Der logische Positivismus kann erkennen, dass ein Gedanke bedeutungslos sein und dennoch ein Gedanke sein kann. Der Versuch, die Existenz eines reduktionistischen „Geistes“ zu beweisen oder zu widerlegen, wäre bedeutungslos, da es keinen empirischen Prozess gibt, um dies zu testen. Natürlich würde es auch jede von einem "Verstand" abhängige Argumentation für sinnlos erklären.

Der Reduktionismus besagt, dass alles Materie ist oder von Naturgesetzen bestimmt wird. Sie besagt nicht, dass dies empirisch überprüfbar sein muss. Ein reduktionistischer Standpunkt kann einen Existenzbeweis akzeptieren: "Die bekannten Naturgesetze erlauben die Illusion des Geistes, also können wir, selbst wenn wir keine empirische Möglichkeit haben, zu bestätigen, dass es sich um eine Illusion handelt, davon ausgehen, dass es sich um eine Illusion handelt."

Daher akzeptiert der logische Positivismus möglicherweise keine nicht-konstruktiven Existenzbeweise, während der Reduktionismus möglicherweise nicht zu vollständig empirisch überprüfbaren Ergebnissen führt. Ihr gemeinsamer Körper ist der der empirisch überprüfbaren Ergebnisse der Wissenschaft, der riesig ist.

Logische Positivisten sind Reduktionisten, aber es gibt verschiedene Formen des Reduktionismus.

Der ontologische Reduktionismus sagt, dass alles auf eine physikalische Basis reduziert wird, der epistemische Reduktionismus besagt, dass Theorien auf höherer Ebene auf physikalische Theorien reduzierbar sind, aber die Version, die von logischen Positivisten unterhalten wird, ist semantischer Reduktionismus: eine Reduktion der Bedeutung auf ein grundlegendes Beobachtungsvokabular.

Beobachtung bedeutet nicht strikt physikalische Messung, und Reduktion auf Messungen bedeutet nicht Reduktion auf Physik (eigentlich ganz im Gegenteil: Reduktion von Physik). Frühe logische Positivisten waren eigentlich Phänomenisten, die versuchten, alles auf Sinnesdaten zu reduzieren. Erst später akzeptierten sie, dass ein physikalischistisches Vokabular die richtige Reduktionsbasis sein könnte, aber damit meinten sie gewöhnliche Objekte, die jeder akzeptiert, nicht unbeobachtbare physikalische Einheiten wie Elektronen.

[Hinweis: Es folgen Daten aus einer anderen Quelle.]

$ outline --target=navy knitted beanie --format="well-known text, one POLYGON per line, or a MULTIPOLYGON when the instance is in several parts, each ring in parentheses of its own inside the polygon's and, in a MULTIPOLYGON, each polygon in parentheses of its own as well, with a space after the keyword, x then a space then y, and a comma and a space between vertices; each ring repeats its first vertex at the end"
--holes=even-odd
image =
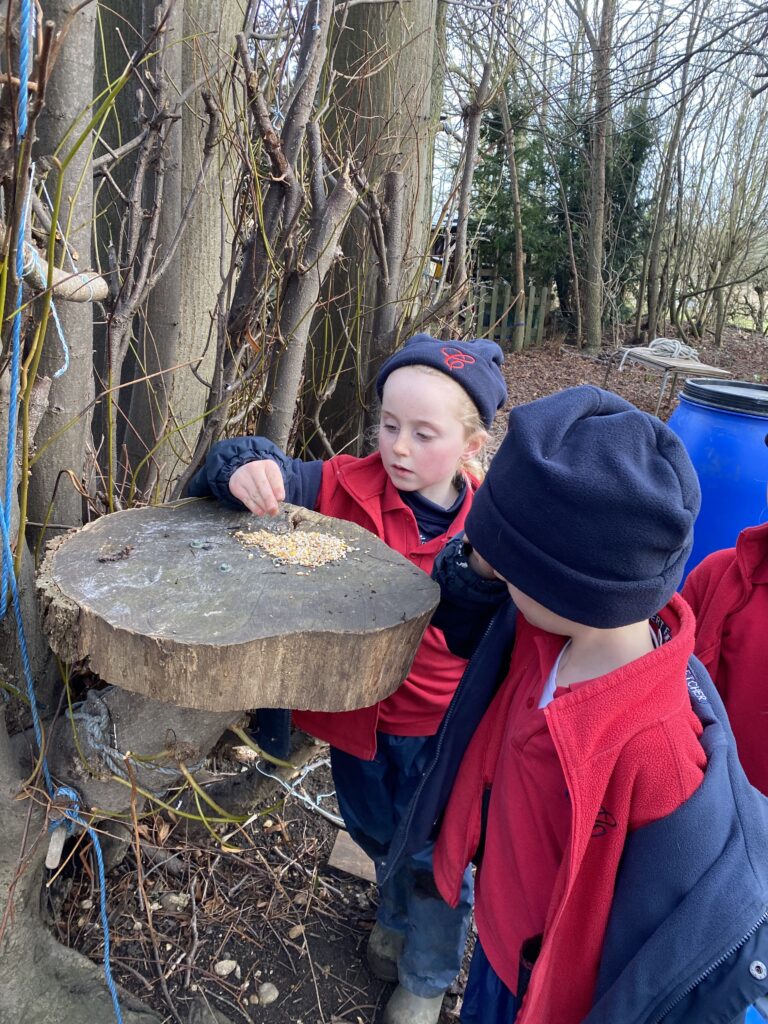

Logische Positivisten waren schon immer misstrauisch gegenüber nicht beobachtbaren Entitäten. Dies sind genau die Entitäten, von denen sie dachten, sie seien auf Beobachtungen reduzierbar, was so etwas wie das Gegenteil dessen ist, was wir normalerweise unter Reduktionismus verstehen (aber es ist nur eine andere Form von Reduktionismus).